2025/05/26 17:25:13 INFO mlflow.tracking.fluent: Experiment with name 'LogisticRegression' does not exist. Creating a new experiment.


<Experiment: artifact_location='/Users/gbemidebe/Documents/GitHub/learning-mlops-zoomcamp/02-experiment-tracking/examples/case04/mlruns/3', creation_time=1748298313573, experiment_id='3', last_update_time=1748298313573, lifecycle_stage='active', name='LogisticRegression', tags={}>

In [9]:
# Start an MLflow run
with mlflow.start_run():
    # Define the model hyperparameters
    params = {
        "solver": "lbfgs",
        "max_iter": 50,
        "multi_class": "auto",
        "random_state": 123,
    }
    # Log the hyperparameters
    mlflow.log_params(params)

    # Train the model
    results = train_model(X_train, y_train, params)

    # Log the loss metric
    mlflow.log_metric("accuracy", results["accuracy"])
    mlflow.log_metric("precision", results["precision"])
    mlflow.log_metric("recall", results["recall"])
    mlflow.log_metric("f1_score", results["f1_score"])

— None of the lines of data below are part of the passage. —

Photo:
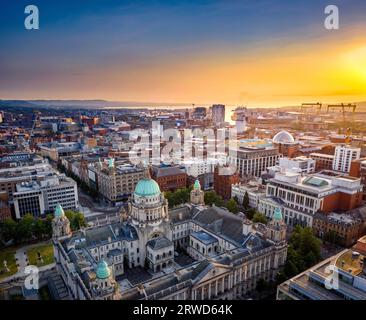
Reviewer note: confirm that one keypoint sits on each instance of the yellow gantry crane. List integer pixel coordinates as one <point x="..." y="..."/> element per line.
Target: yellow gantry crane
<point x="343" y="107"/>
<point x="317" y="106"/>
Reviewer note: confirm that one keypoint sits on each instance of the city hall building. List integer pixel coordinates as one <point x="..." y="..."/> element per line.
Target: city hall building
<point x="189" y="252"/>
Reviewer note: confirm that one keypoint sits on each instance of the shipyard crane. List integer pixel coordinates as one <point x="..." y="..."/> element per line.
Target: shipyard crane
<point x="27" y="143"/>
<point x="343" y="108"/>
<point x="317" y="106"/>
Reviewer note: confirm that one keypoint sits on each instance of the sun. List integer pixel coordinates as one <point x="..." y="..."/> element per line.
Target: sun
<point x="356" y="61"/>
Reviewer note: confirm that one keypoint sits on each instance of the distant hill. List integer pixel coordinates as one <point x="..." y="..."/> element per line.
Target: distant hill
<point x="99" y="104"/>
<point x="92" y="104"/>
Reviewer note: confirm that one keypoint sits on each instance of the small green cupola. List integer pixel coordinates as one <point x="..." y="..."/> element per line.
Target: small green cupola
<point x="59" y="212"/>
<point x="111" y="163"/>
<point x="277" y="216"/>
<point x="197" y="185"/>
<point x="103" y="271"/>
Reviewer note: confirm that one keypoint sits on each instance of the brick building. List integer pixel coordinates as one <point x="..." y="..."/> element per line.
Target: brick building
<point x="169" y="178"/>
<point x="223" y="180"/>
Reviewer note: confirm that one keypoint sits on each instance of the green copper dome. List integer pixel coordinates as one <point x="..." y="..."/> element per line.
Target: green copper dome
<point x="111" y="163"/>
<point x="197" y="185"/>
<point x="147" y="187"/>
<point x="277" y="215"/>
<point x="59" y="212"/>
<point x="103" y="271"/>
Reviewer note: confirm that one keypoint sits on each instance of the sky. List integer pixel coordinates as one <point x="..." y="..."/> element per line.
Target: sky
<point x="239" y="52"/>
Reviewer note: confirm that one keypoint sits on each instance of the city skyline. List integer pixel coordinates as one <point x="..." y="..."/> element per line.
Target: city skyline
<point x="259" y="54"/>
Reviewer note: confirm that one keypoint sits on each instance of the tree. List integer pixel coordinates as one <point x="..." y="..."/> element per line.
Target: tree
<point x="211" y="197"/>
<point x="303" y="251"/>
<point x="39" y="228"/>
<point x="246" y="201"/>
<point x="77" y="219"/>
<point x="232" y="206"/>
<point x="250" y="213"/>
<point x="259" y="217"/>
<point x="332" y="237"/>
<point x="24" y="229"/>
<point x="8" y="228"/>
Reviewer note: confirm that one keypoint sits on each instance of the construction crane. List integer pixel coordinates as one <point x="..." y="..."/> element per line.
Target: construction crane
<point x="343" y="107"/>
<point x="27" y="143"/>
<point x="306" y="106"/>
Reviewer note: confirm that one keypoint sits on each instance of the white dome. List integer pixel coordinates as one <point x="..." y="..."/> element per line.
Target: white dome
<point x="283" y="137"/>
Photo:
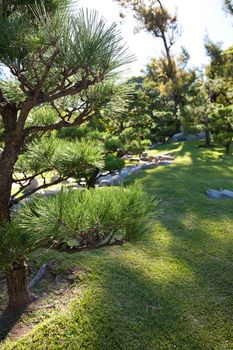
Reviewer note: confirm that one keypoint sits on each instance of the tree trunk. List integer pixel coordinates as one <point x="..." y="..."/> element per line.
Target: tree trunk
<point x="17" y="284"/>
<point x="207" y="138"/>
<point x="92" y="179"/>
<point x="227" y="147"/>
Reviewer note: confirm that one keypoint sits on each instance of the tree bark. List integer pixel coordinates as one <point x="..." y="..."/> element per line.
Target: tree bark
<point x="17" y="284"/>
<point x="207" y="138"/>
<point x="227" y="147"/>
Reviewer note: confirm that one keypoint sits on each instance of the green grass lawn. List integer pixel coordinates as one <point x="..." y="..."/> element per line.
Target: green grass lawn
<point x="170" y="289"/>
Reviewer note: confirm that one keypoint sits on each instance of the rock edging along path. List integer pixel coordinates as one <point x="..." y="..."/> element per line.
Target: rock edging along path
<point x="214" y="194"/>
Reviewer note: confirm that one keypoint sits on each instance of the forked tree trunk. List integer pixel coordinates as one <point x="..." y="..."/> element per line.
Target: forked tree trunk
<point x="207" y="138"/>
<point x="227" y="147"/>
<point x="17" y="284"/>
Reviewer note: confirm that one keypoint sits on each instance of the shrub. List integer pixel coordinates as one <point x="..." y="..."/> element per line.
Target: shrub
<point x="112" y="144"/>
<point x="86" y="218"/>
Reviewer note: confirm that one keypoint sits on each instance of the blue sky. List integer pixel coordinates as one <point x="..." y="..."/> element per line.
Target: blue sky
<point x="196" y="17"/>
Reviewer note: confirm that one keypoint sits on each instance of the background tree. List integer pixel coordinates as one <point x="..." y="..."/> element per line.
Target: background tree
<point x="158" y="21"/>
<point x="56" y="59"/>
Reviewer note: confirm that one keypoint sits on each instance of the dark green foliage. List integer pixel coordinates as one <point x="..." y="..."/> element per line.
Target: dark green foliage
<point x="113" y="163"/>
<point x="113" y="143"/>
<point x="222" y="126"/>
<point x="89" y="217"/>
<point x="68" y="159"/>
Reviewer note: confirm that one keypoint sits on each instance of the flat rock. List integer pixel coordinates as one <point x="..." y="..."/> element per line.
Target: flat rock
<point x="214" y="194"/>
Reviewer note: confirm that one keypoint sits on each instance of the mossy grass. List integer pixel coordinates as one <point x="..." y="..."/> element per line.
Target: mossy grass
<point x="171" y="288"/>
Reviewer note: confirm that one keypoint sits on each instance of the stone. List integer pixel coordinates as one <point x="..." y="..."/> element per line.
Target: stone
<point x="136" y="170"/>
<point x="165" y="157"/>
<point x="227" y="193"/>
<point x="151" y="158"/>
<point x="213" y="194"/>
<point x="144" y="155"/>
<point x="104" y="183"/>
<point x="178" y="137"/>
<point x="149" y="165"/>
<point x="165" y="162"/>
<point x="117" y="180"/>
<point x="134" y="159"/>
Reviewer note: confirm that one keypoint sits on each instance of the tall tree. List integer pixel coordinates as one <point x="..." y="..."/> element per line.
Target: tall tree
<point x="228" y="5"/>
<point x="157" y="20"/>
<point x="56" y="59"/>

    # Set a tag that we can use to remind ourselves what this run was for
    mlflow.set_tag("Training Info", "Basic LR model for iris data")

    # Infer the model signature
    signature = infer_signature(X_train, results['model'].predict(X_train))

    # Log the model
    model_info = mlflow.sklearn.log_model(
        sk_model=results["model"],
        artifact_path="iris_model",
        signature=signature,
        input_example=X_train,
        registered_model_name="tracking-quickstart",
    )

STOP: TOTAL NO. OF ITERATIONS REACHED LIMIT.

Increase the number of iterations (max_iter) or scale the data as shown in:
    https://scikit-learn.org/stable/modules/preprocessing.html
Please also refer to the documentation for alternative solver options:
    https://scikit-learn.org/stable/modules/linear_model.html#logistic-regression
  n_iter_i = _check_optimize_result(
Registered model 'tracking-quickstart' already exists. Creating a new version of this model...
Created version '4' of model 'tracking-quickstart'.


In [7]:
# load the model back
logged_model = 'runs:/26ce6c6dccf74635aa74c47b70e0baec/iris_model'
loaded_model = mlflow.pyfunc.load_model(logged_model)

In [8]:
loaded_model.predict(X_test)

array([1, 0, 2, 1, 1, 0, 1, 2, 1, 1, 2, 0, 0, 0, 0, 1, 2, 1, 1, 2, 0, 2,
       0, 2, 2, 2, 2, 2, 0, 0])

In [10]:
mlflow.search_experiments()

[<Experiment: artifact_location='/Users/gbemidebe/Documents/GitHub/learning-mlops-zoomcamp/02-experiment-tracking/examples/case04/mlruns/3', creation_time=1748298313573, experiment_id='3', last_update_time=1748298313573, lifecycle_stage='active', name='LogisticRegression', tags={}>,
 <Experiment: artifact_location='mlflow-artifacts:/0', creation_time=1748296312074, experiment_id='0', last_update_time=1748296312074, lifecycle_stage='active', name='Default', tags={}>]

In [11]:
# Create a new MLflow Experiment
mlflow.set_experiment("XGBRegression")

2025/05/26 18:14:22 INFO mlflow.tracking.fluent: Experiment with name 'XGBRegression' does not exist. Creating a new experiment.


<Experiment: artifact_location='/Users/gbemidebe/Documents/GitHub/learning-mlops-zoomcamp/02-experiment-tracking/examples/case04/mlruns/4', creation_time=1748301262517, experiment_id='4', last_update_time=1748301262517, lifecycle_stage='active', name='XGBRegression', tags={}>

In [18]:
from xgboost import XGBClassifier

In [19]:
XGBClassifier.fit??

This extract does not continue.